Présentation du groupe de travail « Murs »

par rosemari

Après la chute du mur de Berlin, la question de Robert Frost demeure entière : « les bonnes barrières font-elles les bons voisins ? ».
En effet, depuis la Grande muraille de Chine, amorcée au IIIe siècle avant J.-C. par la dynastie Qin, le mur d’Antonin érigé en Écosse par les Romains pour appuyer le mur d’Hadrien, le Limes romain, ou la barrière du Danevirk, le « mur » est une des constantes - en Orient comme en Occident - qui ont marqué les frontières infra et inter-étatiques.
Le « mur » est-il plus qu’un reliquat historique de la gestion des frontières ?
Dans les années récentes, les murs frontaliers ont proliféré autant le long de la frontière mexicano-américaine, en Israël où la ligne verte a été transformée en un mur de séparation, ou en Inde où la barrière de délimitation avec le Bangladesh vient d’être terminée.
Pour autant, la question de la capacité de ces nouveaux murs à redéfinir des relations inter-nationales (voir intra-nationales) pacifiques et ordonnées demeure entière.
Quel rôle le Mur joue-t-il dans le développement de la sécurité/insécurité ?
Les murs alimentent-ils un sentiment d’insécurité proportionnel au sentiment de sécurité qui se dessine pour ceux qui vivent « derrière la ligne » ?
Quel type de sécurité est associé aux murs frontaliers ?

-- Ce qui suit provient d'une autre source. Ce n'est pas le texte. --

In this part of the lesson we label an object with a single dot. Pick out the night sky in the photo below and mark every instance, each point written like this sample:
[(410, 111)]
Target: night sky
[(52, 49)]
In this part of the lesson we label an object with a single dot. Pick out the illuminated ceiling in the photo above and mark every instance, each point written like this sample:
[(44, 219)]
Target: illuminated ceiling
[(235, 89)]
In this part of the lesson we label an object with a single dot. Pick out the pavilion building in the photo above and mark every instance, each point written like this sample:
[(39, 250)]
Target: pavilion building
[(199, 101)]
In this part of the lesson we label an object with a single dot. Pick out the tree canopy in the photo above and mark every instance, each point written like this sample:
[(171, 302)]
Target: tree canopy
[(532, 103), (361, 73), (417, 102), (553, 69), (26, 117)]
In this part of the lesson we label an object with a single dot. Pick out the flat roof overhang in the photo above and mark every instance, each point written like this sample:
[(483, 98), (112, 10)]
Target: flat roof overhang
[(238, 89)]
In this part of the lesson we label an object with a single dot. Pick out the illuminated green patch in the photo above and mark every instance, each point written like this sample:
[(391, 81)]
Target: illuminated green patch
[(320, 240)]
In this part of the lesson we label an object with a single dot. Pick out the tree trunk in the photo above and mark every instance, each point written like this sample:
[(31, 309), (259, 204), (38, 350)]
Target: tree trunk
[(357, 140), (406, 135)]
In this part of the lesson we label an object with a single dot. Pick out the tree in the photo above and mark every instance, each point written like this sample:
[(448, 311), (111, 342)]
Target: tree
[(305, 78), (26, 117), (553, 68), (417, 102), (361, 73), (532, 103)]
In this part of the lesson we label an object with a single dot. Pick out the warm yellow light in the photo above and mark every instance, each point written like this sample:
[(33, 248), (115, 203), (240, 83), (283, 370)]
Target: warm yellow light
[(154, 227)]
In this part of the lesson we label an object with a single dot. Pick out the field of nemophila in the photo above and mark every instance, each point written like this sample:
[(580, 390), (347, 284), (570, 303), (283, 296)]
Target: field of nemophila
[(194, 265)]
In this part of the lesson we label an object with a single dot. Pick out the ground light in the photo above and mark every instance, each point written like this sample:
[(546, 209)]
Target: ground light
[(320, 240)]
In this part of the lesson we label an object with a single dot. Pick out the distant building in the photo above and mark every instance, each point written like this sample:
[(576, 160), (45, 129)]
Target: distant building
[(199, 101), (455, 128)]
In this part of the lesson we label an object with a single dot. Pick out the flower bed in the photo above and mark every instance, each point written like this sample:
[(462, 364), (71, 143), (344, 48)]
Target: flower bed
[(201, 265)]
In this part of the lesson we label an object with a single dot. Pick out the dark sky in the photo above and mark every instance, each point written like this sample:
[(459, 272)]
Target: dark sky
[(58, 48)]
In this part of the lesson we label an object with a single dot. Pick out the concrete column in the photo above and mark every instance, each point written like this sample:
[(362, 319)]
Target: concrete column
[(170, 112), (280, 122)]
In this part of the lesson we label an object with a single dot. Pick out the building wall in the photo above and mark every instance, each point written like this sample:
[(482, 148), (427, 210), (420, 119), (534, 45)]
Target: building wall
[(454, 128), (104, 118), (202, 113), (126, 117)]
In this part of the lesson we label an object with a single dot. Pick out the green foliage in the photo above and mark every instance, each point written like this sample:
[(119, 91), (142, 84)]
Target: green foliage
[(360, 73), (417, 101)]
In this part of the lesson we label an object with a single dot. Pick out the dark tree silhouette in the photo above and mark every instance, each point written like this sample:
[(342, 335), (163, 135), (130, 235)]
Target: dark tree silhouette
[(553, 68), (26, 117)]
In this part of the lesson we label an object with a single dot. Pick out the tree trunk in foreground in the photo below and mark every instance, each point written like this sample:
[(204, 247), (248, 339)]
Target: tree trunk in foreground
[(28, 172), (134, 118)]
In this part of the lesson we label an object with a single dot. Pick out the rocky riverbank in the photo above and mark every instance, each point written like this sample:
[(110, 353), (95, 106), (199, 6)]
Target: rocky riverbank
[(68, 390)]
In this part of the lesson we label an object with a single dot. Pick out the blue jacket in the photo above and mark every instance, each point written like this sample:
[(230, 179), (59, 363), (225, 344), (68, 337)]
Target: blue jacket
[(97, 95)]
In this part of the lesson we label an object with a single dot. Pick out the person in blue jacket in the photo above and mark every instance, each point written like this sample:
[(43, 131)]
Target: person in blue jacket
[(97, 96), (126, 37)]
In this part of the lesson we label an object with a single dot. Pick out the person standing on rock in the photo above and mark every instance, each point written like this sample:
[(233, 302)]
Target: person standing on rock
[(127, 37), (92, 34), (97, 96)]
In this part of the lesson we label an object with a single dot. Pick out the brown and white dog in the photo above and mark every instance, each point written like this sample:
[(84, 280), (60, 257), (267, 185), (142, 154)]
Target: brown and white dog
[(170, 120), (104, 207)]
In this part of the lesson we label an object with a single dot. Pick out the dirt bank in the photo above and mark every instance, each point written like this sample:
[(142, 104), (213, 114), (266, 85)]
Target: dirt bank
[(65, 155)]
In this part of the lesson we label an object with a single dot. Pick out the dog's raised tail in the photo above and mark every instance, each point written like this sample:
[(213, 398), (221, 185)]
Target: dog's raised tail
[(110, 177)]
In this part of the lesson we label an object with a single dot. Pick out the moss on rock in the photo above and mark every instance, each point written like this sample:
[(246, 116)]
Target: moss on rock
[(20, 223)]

Alors que, durant les années 1990, l’heure était à la mondialisation et aux dividendes de la paix, la notion même de frontière semblait devenir illusoire. Du déclin du rôle de la frontière à leur non-pertinence voire à leur disparition annoncée dans l’avènement d’un monde sans frontières, la littérature s’est appuyée sur le mouvement de contestation du monde stato-centré pour enterrer les bornes étatiques. Les frontières paraissaient appartenir un ordre mondial suranné et déclinant.
Pourtant, ce sont près de 26 000 kilomètres de nouvelles frontières politiques qui ont été créées après 1991 (Foucher 2009) tandis que les États proclamaient leur volonté de s’emmurer derrière des clôtures, des barrières ou des ouvrages maçonnés. Plus encore ils marquaient ainsi leur volonté de contrôler les flux migratoires et, au besoin, de limiter l’entrée sur leur territoire de biens et de migrants. Alors que certains y voyaient « la fin de l’Histoire » ou même « la fin de la Géographie », en réalité, ce monde sans frontières ne s’est jamais véritablement matérialisé.
La chute du mur de Berlin n’a pas consacré la fin de l’architecture de sécurité, et moins encore des infrastructures de sécurité comme les frontières fortifiées, et ce même sous l’empire de la mondialisation.
En réalité, elle a été le point de départ d’une nouvelle ère de Sécurité centrée sur les frontières et les lignes de démarcation.
La question du retour du mur/barrière en relations internationales et, le cas échéant, l’analyse des facteurs qui ont conduit à cette résurgence, sinon dans les faits, du moins dans les discoursreste à faire.
Il s’agira de mener une analyse globale du rôle, des fonctions des barrières et murs frontaliers au 21e siècle et de la relation entre les nouveaux agendas de sécurité et les nouvelles formes de gestion des frontières et de pratiques frontalières.